Alongside Warhol, Roy Lichtenstein and Tom Wesselman are American representatives who looked for their pictorial themes in the world of advertising, comics and Hollywood superstars. Elvis Presley, Jackie Kennedy and Marilyn Monroe became icons in Warhol's pictorial repertoire.
Transforming everyday objects into works of art allows them to receive a certain level of attention that they never receive as things that are used over and over again. Warhol's way of photographically reproducing the object demanded that the object itself and nothing else must achieve an effect.
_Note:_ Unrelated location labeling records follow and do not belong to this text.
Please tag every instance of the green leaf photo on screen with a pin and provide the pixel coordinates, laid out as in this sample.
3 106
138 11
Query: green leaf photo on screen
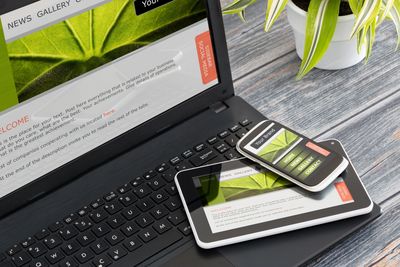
61 52
216 192
278 146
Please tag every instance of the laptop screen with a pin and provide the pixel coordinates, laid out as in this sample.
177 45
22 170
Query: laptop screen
76 74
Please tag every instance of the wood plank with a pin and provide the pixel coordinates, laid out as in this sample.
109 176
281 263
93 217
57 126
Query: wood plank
372 141
323 99
373 245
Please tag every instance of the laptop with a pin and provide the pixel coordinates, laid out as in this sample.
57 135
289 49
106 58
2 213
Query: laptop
102 102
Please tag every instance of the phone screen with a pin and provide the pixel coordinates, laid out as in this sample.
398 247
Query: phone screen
291 153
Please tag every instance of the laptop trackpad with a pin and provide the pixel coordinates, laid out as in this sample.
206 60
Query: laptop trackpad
195 256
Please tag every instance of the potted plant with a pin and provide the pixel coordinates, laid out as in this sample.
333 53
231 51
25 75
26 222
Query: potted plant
329 34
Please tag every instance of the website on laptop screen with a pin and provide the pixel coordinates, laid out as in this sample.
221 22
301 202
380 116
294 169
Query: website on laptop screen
75 74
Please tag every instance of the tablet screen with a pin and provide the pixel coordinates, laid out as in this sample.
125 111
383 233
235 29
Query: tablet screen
241 197
238 200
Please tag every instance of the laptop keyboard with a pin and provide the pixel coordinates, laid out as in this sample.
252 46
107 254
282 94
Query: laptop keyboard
142 217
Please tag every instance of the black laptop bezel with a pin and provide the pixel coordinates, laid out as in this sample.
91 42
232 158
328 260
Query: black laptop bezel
72 170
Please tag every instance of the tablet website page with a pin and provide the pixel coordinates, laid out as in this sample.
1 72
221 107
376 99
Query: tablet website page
78 73
248 196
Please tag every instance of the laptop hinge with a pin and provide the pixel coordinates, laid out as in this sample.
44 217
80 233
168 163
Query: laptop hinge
218 107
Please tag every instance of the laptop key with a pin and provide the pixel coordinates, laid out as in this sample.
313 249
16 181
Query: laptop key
28 242
187 154
185 228
147 235
114 238
86 239
42 234
159 197
110 196
14 250
98 215
37 250
144 220
39 263
99 247
142 191
125 188
173 204
177 217
113 207
116 221
171 189
221 147
234 128
241 133
132 244
56 226
245 122
52 241
129 229
231 154
68 232
175 160
159 212
21 258
169 176
162 168
102 261
145 205
200 147
54 256
156 183
232 141
162 226
150 174
223 134
84 255
212 140
83 224
68 263
98 203
101 230
117 253
130 213
203 157
137 181
70 218
70 248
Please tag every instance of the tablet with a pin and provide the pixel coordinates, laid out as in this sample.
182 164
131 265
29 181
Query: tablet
237 200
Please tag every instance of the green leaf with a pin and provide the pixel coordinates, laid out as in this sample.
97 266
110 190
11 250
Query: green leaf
68 49
322 18
238 7
275 8
368 12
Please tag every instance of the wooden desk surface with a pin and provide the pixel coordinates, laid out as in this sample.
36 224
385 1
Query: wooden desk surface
360 106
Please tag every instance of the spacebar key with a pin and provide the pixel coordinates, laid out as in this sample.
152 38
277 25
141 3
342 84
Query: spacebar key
153 247
203 158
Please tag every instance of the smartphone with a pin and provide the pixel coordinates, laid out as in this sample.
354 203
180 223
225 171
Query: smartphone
293 156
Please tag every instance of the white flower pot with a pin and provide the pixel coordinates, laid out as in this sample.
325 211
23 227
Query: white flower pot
342 52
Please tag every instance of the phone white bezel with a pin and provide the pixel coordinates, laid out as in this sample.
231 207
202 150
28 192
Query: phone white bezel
317 188
279 230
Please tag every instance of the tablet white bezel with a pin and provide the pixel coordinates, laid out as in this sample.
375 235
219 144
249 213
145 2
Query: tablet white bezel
274 231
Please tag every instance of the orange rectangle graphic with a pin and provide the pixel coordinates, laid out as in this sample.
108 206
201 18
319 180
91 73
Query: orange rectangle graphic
206 57
318 149
343 191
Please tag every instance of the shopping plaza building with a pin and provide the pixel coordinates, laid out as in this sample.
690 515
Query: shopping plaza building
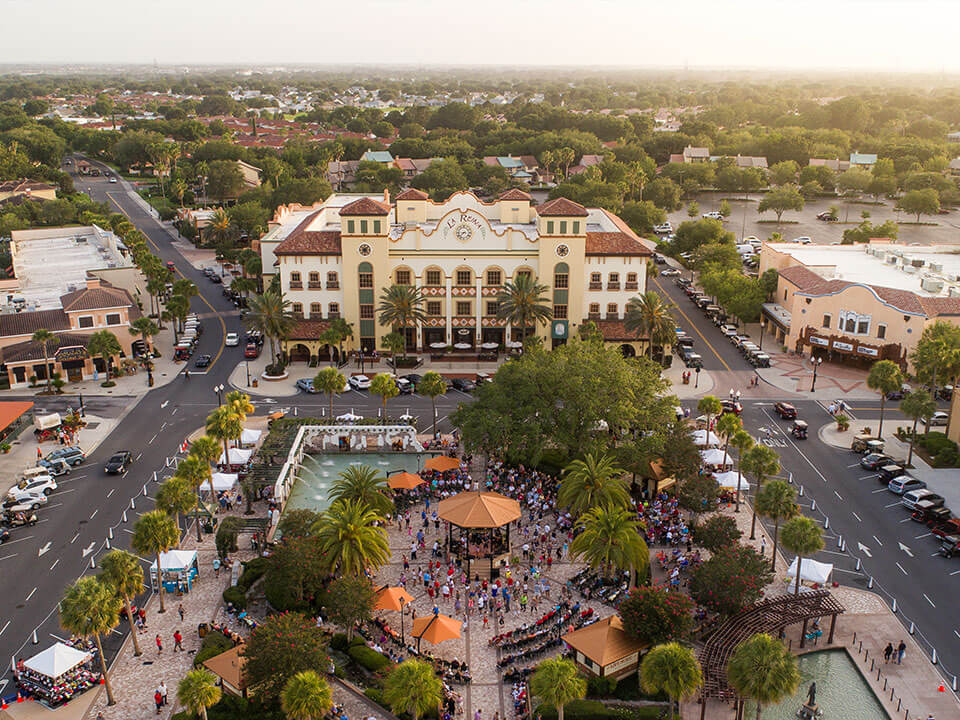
857 304
335 259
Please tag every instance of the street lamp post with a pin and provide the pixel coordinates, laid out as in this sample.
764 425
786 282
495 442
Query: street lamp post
817 362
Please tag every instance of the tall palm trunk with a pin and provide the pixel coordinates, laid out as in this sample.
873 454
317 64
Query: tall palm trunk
103 666
133 628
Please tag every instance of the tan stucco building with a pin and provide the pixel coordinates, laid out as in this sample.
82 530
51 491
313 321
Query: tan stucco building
334 259
859 304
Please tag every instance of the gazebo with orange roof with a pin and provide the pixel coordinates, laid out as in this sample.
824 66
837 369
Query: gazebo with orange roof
478 511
The works in which he implemented repetitions of the same motif also require this, but they have an additional effect through the colourful rearrangements.
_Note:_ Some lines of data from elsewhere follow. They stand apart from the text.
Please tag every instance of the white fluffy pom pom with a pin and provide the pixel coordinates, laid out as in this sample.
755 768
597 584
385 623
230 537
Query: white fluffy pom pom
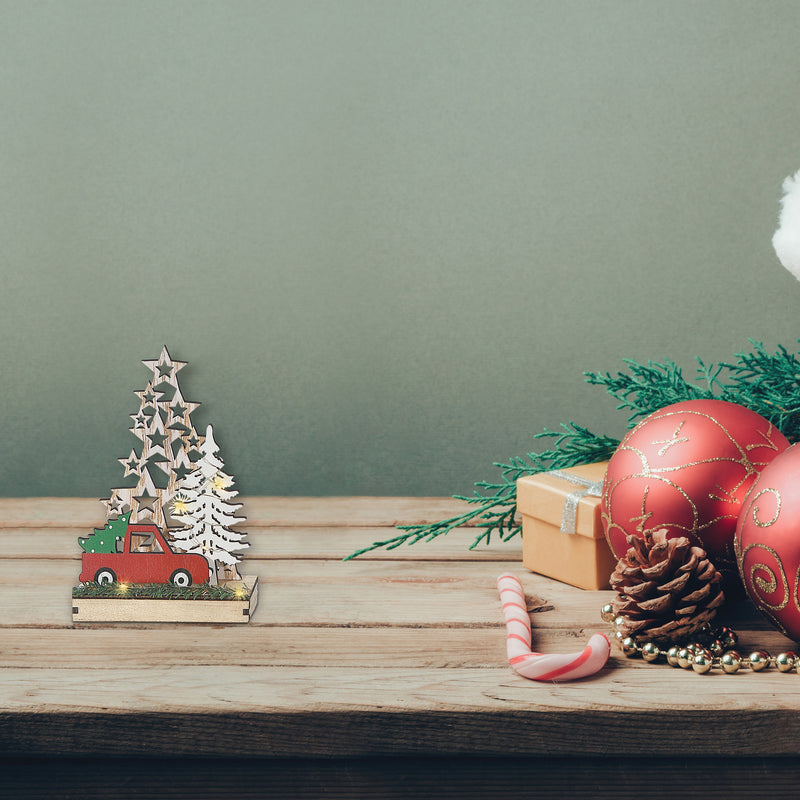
786 240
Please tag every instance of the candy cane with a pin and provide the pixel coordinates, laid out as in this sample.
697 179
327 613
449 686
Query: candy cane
543 666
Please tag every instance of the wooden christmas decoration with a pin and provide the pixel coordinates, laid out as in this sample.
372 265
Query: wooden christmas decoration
168 550
204 504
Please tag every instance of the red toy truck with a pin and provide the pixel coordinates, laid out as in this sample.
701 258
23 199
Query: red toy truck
145 558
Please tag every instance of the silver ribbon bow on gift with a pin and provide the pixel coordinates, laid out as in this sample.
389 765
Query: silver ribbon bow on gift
570 512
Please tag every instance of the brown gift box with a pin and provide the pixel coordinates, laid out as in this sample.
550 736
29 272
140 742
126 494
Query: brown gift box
552 506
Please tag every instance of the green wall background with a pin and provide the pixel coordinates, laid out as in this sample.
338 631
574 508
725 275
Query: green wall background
387 237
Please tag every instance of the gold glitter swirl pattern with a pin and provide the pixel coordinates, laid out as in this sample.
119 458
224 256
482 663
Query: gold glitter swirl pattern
756 509
762 579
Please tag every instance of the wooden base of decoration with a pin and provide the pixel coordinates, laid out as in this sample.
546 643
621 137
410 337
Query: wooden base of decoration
135 609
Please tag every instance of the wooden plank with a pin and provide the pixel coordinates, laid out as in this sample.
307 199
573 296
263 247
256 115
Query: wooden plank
320 593
322 543
168 645
328 593
301 512
369 648
277 712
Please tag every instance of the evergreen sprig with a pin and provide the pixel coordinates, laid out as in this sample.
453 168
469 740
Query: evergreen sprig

The artist sees the world as it is and represents it: "I am extraordinarily passive. I take things as they are. I just watch, I observe the world."
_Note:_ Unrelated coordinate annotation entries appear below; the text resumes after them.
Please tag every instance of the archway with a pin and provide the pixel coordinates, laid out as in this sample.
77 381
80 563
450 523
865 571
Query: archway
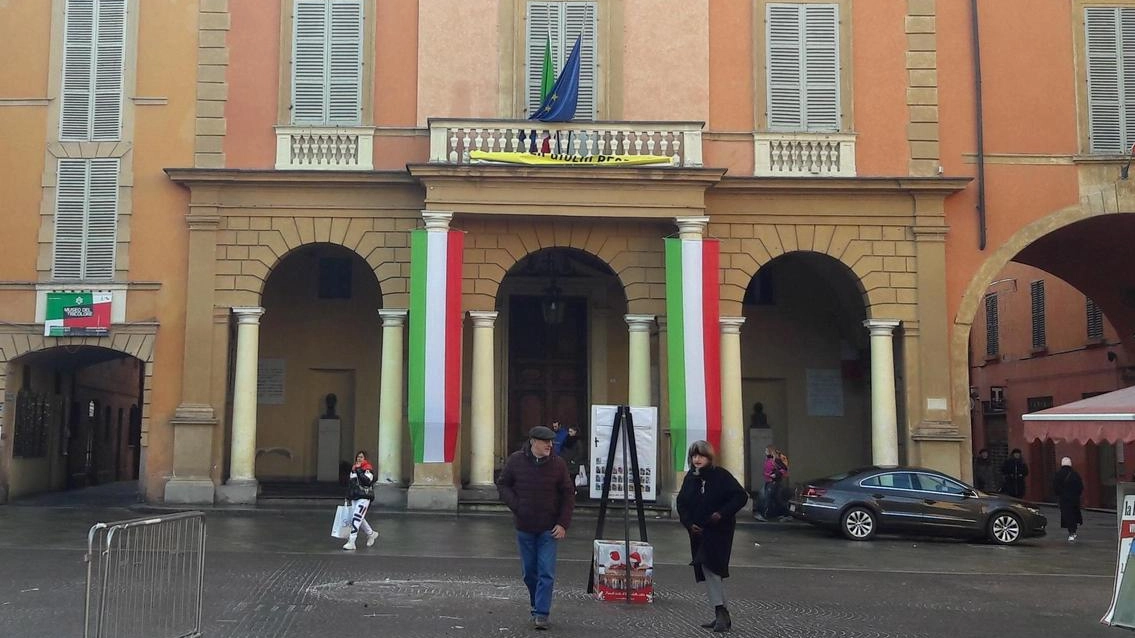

In the early 1950s, a movement took over the cultural scene. Young artists from the US and the UK - completely independently of each other - severed their ties with all the traditions of artistic creativity and helped modernity to achieve a new art movement.
In the US there were Roy Lichtenstein, Andy Warhol, Tom Wesselmann and James Rosenquist who were seeking their themes in the world of advertising and comics, in star cult and anonymous urban culture. With flash colouring, over dimensioning and manipulating depth perspective they created new provocative works. thanks to the famous exhibition "This is Tomorrow" at London's Whitechapel Art Gallery, Richard Hamilton and Eduardo Paolozzi are to be considered as the true pioneers of Pop Art in England. In the 1960s, they were followed by David Hockney, Allan Jones, Peter Phillips and Derek Boshier.
Ceramic product made of kaolin, quartz and feldspar.
Porcelain is formed by turning or pressing and figurative objects are cast. Complex objects have to be cast in separated steps and sections and then "assembled". After the moulding, the pieces are dried and "annealed" at about 900 °C. Next, the glaze will be applied and fired at temperatures between 1,240 °C and 1,445 °C. In renowned manufactures, the porcelain is painted by hand whereby each colour has to be fired individually and in compliance with narrow temperature tolerances.
Porcelain was invented in China and became widespread in Europe from the 16th century onwards. The first European porcelain factory was founded in Meissen, Germany in 1710.
Other famous European porcelain factories include Fürstenberg, Höchst, Schwarzburger Werkstätten, Lladró, Nymphenburg, KPM, Augarten, Sèvres, Limoges, Royal Copenhagen, Worcester. Individual factories label their products with their personal porcelain stamps so that for the collecter it is easy to identify their origin.